I think I'm going to explore the integration option, try to make it run, and if it's not too difficult, that's the route I'll go.

berrazuriz1 commented 3 months ago

I was checking LSP and seems to be a really power full tool. But it does a lot more of what I really need in this stage, because we are focused in give LLM a tool to navigate and understand code base repositories in a easy way. For that I think the best is to implement 'tree-sitter-graph' and later see in what could help LSP.

0xdevalias commented 3 months ago

We are definitely looking into the option of using tree-sitter-graphs

I think I'm going to explore the integration option, try to make it run, and if it's not too difficult, that's the route I'll go.

@berrazuriz1 I would make sure to look at both tree-sitter-graph (a more generic underlying lib), but also the more specific stack-graphs project (which is built on top of tree-sitter-graph):

eg.


The problem is that I'm not sure about the complexity it will introduce to the code, especially handling a CLI integration with the tool.

@berrazuriz1 Yeah, that's fair enough.
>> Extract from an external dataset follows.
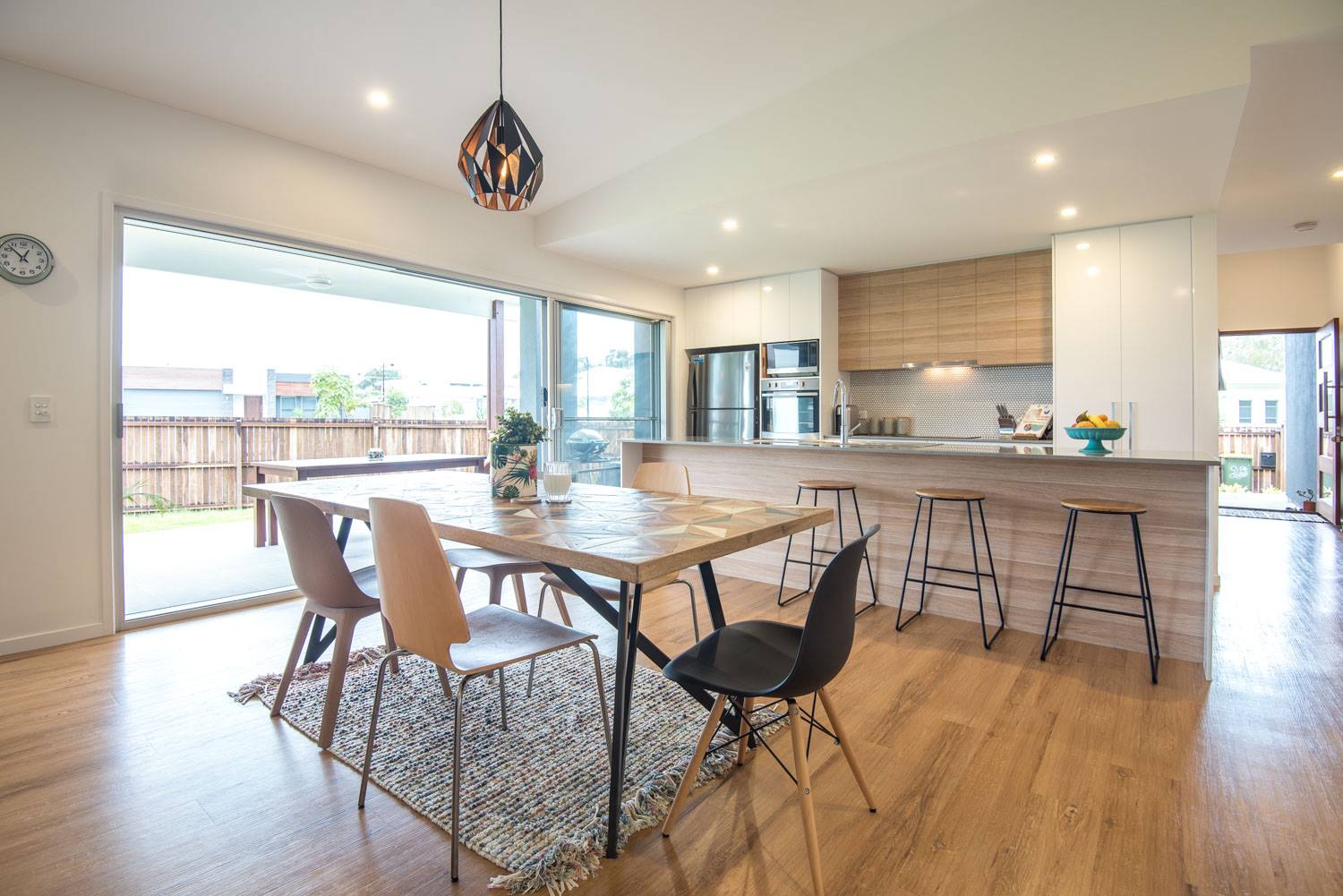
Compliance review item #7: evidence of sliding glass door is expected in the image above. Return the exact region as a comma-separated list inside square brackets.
[551, 303, 665, 485]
There are theoretically ways to call/embed rust within python as well I believe, but that may end up being even more complex than shelling out to the CLI

e.g. Some random related links:


I was checking LSP and seems to be a really power full tool. But it does a lot more of what I really need in this stage

@berrazuriz1 Yeah, I think LSP is likely not relevant at this stage. I really only included the links there as part of the "why we aren't using" context.

berrazuriz1 commented 3 months ago

I think running Rust on Python is a good solution. I'm going to give it a try.